Oysa anlattıkları ile yaşadıkları bir değildi bizim Almancıların. Şanslı olanları araba fabrikalarında vasıfsız işçi olarak başlıyordu. İzin öncesi, sırf memlekettekiler görsün diye, yıllarca sürecek bir borç altına girip son model araba alarak Kapıkule’den giriş yapanların çoğu temizlik işlerinde çalışıyordu. “Avrupa sokaklarında bir tane çöp bulamazsınız” diye övünmeleri böylece daha bir anlamlı oluyordu. Çünkü haber birinci elden geliyordu.

Modeli hiç önemli olmayan fakat markası illa Mercedes bir otomobil ile gelinen memlekette, kulağında Walkman, mahallenin akranlarına iç geçirten evin küçük oğlunun babasının Almanya sokaklarını süpürdüğü, annesinin ise evlere temizliğe gittiği ayrıntısı irdelenmezdi.

Memleket terk etmenin, aileden, çoluk çocuktan ayrı kalmanın ve gurbet ellerde gece gündüz çalışmanın ezikliği ile dönülmezdi vatana. Adı konulmamış bir kuraldı bu. Almanya’da vasıfsız işçi, Türkiye’de Alamancı.

1960’ların başından itibaren, Avrupa’nın işgücü ihtiyacını karşılamak için gurbete düşen milyonlarca Türkiye insanı var.

Almanya’da “Gastarbeiter” yani “yabancı misafir işçi” olarak tanımlanan göçmenler, bir senelik dönüşümün ardından Türkiye’ye dönecekti aslında. Fakat bu planlama tutmadı ve hemen hemen giden hiç kimse dönmedi. 1960’dan sonra Almanya’ya 3 milyon, Fransa’ya yarım milyon, Hollanda’ya ise 300 binin üzerinde Türk göç etti.

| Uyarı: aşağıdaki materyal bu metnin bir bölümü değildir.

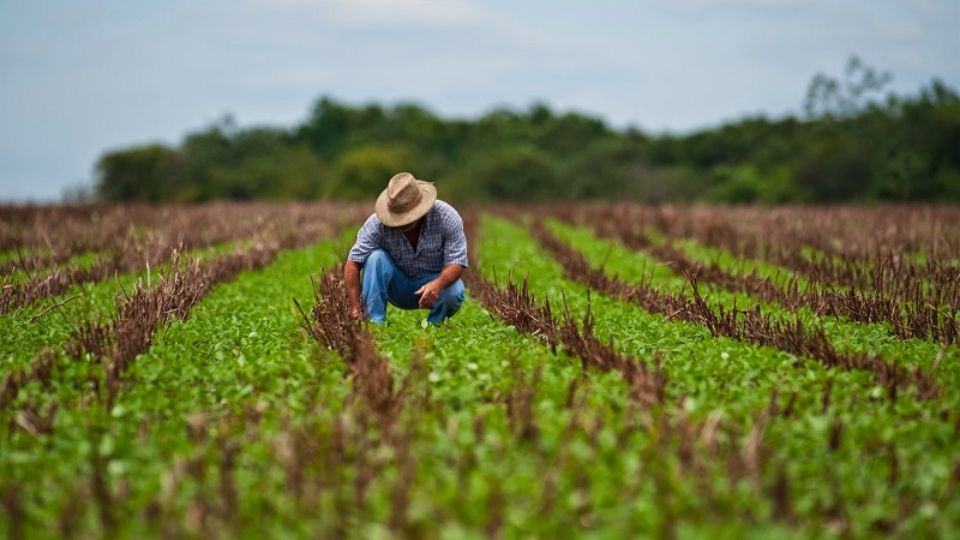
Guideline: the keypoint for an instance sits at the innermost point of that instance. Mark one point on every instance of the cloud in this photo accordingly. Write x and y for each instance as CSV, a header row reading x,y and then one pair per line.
x,y
387,13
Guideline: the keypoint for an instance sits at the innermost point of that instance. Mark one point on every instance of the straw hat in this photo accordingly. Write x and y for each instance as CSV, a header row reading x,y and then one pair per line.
x,y
405,200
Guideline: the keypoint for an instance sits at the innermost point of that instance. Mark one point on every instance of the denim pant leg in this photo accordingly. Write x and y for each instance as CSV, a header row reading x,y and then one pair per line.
x,y
383,282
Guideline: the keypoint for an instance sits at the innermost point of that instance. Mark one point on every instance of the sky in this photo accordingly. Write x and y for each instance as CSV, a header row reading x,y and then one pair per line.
x,y
80,78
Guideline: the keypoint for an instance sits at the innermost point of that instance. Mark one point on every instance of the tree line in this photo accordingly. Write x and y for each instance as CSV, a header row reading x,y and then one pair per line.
x,y
853,142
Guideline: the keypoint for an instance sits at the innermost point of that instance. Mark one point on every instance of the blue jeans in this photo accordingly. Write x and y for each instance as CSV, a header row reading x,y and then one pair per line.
x,y
383,282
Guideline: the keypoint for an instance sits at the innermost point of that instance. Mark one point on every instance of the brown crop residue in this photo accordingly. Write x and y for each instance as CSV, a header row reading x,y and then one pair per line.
x,y
751,325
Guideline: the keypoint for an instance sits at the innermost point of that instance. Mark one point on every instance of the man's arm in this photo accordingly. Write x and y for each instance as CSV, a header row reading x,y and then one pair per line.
x,y
351,281
431,290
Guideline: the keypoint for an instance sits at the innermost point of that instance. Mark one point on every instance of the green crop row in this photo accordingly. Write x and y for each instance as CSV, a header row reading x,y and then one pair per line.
x,y
240,345
875,339
717,374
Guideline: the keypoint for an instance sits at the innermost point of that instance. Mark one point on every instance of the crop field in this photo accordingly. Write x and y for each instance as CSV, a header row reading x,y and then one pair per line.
x,y
617,371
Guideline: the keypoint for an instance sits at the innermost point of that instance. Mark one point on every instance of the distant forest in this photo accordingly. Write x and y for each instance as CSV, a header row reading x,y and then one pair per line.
x,y
854,141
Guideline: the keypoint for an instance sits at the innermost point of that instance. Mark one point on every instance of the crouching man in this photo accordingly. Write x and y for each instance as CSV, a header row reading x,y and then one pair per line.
x,y
412,251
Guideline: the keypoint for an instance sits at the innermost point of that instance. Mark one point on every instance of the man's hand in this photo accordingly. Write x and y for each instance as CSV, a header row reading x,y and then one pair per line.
x,y
429,293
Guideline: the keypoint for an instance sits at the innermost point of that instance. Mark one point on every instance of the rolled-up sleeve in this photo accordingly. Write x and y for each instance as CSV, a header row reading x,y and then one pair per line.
x,y
454,239
368,240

Toplamda 4 milyondan fazla gurbetçimizin bizlere yansıttıkları da yansıtmayıp kendilerine sakladıkları hikayeleri de ortaktır. Batı’nın oturmuş sistemi karşısında dışlanmış, duyguları alınmış Avrupalılarca bir şekilde “pis Turk” yaftası ile aşağılanmış ve robot disiplininde gece gündüz çalıştırılmış bu ‘Anadolulu ezikliği’ni, orada doğup büyüyen ve iyi bir eğitimden geçtikten sonra imrenilesi mesleklere sahip olan ikinci, üçüncü kuşaklar ancak aşabildi.

2000’li yıllar ile birlikte kesin geri dönüşler tamamlandı. Gelenler geldi, kalanlar ise gurbetçilikten ‘vatandaşlığa’ geçerek doydukları toprakların birer parçası oldular. Doğdukları toprakları da bırakmadılar tabi. Hemen hepsinin dünyalık bir mekanı var Türkiye’de.

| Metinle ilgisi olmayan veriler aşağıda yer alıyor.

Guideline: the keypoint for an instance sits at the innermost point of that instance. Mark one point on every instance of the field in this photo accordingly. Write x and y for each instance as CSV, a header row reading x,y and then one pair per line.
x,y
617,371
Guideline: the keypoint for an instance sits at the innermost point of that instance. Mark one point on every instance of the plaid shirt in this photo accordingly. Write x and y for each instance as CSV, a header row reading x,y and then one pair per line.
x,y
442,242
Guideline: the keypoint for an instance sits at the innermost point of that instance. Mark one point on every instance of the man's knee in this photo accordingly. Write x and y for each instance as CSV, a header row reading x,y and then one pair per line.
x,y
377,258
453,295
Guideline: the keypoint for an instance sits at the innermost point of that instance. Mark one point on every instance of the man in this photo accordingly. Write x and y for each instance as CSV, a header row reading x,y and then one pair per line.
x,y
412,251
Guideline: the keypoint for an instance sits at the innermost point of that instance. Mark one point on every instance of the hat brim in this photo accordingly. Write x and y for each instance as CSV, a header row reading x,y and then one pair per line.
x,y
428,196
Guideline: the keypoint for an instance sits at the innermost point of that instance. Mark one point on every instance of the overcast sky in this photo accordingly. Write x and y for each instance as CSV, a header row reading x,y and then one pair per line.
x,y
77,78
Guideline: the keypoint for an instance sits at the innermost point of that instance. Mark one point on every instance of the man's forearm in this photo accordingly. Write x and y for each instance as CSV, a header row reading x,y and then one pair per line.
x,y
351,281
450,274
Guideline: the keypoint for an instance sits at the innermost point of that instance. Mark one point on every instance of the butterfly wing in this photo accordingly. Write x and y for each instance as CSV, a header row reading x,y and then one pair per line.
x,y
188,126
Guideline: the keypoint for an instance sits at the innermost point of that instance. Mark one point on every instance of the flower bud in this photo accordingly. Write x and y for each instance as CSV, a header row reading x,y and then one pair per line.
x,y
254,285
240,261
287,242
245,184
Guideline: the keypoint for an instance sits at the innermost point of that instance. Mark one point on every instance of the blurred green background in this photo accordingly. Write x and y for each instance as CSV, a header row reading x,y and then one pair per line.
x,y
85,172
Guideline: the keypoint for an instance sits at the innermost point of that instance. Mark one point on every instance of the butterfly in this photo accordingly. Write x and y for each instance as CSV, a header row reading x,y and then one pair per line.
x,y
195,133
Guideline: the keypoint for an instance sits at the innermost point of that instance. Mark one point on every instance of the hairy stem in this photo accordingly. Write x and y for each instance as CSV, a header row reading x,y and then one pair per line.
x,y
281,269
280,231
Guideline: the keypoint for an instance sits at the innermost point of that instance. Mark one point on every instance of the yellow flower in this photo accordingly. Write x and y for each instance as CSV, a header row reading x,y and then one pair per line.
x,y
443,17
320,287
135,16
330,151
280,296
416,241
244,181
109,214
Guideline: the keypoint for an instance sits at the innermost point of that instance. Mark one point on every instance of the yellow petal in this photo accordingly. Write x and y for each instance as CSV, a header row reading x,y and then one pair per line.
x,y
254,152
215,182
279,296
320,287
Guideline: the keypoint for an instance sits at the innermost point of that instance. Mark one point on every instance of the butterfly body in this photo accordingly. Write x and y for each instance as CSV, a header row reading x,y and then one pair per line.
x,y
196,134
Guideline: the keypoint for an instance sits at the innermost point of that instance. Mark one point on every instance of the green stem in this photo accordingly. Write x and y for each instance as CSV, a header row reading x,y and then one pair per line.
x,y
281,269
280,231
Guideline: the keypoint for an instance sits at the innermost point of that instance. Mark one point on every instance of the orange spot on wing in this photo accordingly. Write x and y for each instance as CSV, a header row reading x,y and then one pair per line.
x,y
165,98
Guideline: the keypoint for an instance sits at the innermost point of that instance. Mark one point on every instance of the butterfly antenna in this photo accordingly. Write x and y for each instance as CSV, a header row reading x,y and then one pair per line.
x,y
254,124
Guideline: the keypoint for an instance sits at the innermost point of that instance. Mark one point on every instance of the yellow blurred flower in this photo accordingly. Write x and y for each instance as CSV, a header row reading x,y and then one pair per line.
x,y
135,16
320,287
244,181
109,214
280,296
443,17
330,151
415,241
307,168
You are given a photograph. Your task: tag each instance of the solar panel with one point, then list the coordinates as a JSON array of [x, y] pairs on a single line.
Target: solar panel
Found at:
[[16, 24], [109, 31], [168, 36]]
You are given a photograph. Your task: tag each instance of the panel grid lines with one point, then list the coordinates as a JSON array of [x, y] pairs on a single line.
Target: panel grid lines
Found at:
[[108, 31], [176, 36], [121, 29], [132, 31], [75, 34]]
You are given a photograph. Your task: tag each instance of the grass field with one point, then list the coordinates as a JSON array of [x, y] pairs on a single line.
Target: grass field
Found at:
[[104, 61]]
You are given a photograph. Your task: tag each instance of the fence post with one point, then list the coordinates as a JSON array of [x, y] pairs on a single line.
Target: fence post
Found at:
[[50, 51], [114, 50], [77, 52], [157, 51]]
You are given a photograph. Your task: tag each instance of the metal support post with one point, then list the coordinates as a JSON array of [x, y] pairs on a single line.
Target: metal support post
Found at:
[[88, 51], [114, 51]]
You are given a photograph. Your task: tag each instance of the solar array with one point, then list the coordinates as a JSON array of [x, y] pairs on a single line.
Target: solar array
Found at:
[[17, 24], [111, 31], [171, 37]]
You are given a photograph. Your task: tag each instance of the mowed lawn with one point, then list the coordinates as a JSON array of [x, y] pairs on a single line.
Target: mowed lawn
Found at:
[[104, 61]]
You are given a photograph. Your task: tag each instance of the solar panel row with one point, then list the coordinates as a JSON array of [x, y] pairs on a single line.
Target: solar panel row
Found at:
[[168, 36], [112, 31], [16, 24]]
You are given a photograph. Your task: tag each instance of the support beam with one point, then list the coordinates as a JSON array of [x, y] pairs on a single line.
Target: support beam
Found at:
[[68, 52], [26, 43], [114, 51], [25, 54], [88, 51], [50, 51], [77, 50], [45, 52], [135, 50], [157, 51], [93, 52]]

Adına ne denirse denilsin; Mülteci, gurbetçi, göçmen ya da kaçak… Dünyada döngüsü hiç bitmeyen bir insan sirkülasyonuna şahit oluyoruz. Kuraklık, açlık, işsizlik ve savaşlar insanları yerlerinden yurtlarından ediyor hiç durmadan. Tıpkı 5 yıldır dibimizde yanan iç savaş ateşinden kaçıp bize sığınan 3 milyondan fazla Suriyeli gibi.

Göç etmek, göç almak tarih boyunca Anadolu topraklarının değişmeyen kaderi oldu. 150 yıl önce Rusların işgal ettiği Kafkasya’dan sürülen 1.5 milyon Çerkes’ten hayatta kalanları bağrına basan Osmanlı, en zor günlerini geçirirken bile kadirşinaslığından taviz vermemişti. İnsanlık bugünler için vardı ve koca imparatorluk yıkılırken dahi gereğini yapmıştı.

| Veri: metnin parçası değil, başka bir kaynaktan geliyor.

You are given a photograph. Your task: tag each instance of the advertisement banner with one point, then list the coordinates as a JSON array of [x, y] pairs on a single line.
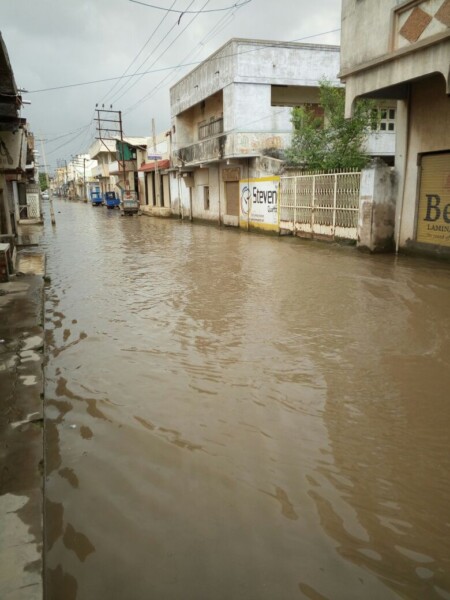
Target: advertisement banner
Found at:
[[259, 203], [433, 215]]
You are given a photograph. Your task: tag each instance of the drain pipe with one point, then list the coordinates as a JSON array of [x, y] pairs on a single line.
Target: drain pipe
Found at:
[[405, 167]]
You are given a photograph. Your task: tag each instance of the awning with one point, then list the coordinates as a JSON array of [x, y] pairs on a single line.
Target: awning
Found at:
[[162, 164]]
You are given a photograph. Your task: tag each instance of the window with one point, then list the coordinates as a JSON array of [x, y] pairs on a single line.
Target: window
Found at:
[[383, 119]]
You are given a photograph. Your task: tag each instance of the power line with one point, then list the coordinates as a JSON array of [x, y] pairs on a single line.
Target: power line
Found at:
[[139, 53], [63, 135], [198, 12], [165, 49], [195, 63], [221, 23], [116, 97], [71, 140]]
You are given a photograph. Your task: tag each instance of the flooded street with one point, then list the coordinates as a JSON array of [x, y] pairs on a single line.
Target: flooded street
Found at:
[[234, 416]]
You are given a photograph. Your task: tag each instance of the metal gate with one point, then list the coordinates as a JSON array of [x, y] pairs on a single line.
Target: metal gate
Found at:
[[324, 205]]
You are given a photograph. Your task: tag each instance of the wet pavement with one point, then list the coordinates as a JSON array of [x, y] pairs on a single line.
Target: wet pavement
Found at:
[[21, 430], [235, 416]]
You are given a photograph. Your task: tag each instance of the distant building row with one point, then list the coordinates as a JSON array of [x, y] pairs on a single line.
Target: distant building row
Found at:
[[231, 119]]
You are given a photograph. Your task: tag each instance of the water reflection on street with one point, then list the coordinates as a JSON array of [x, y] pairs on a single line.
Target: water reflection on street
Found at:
[[234, 416]]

Ardından kurulan Cumhuriyet de sık sık mazlumlara kucak açtı. 1999 yılında her alanda şimdiki Türkiye’den çok daha güçsüz olduğumuz halde yine Rusya’nın soykırımından kaçan Çeçenlerin de adresi bizdik ve bir halkın acısına ortak olmuştuk.

Şimdi ise yine tamamen İslami ve insani bir duruşla 3 milyon Suriyeliyi misafir etmenin ötesinde kabullenen ve parayla pulla ölçülmeyecek bir sahiplenme ile ‘birlikte yaşama’ örneği gösteren bir Türkiye var. Suriye iç savaşının insani yükünü tek başına omuzlayan ve sınır güvenliğini nedeniyle büyük bedeller ödeyen Türkiye, tüm yalnızlığına rağmen insani çizgisinden hiç sapmadı.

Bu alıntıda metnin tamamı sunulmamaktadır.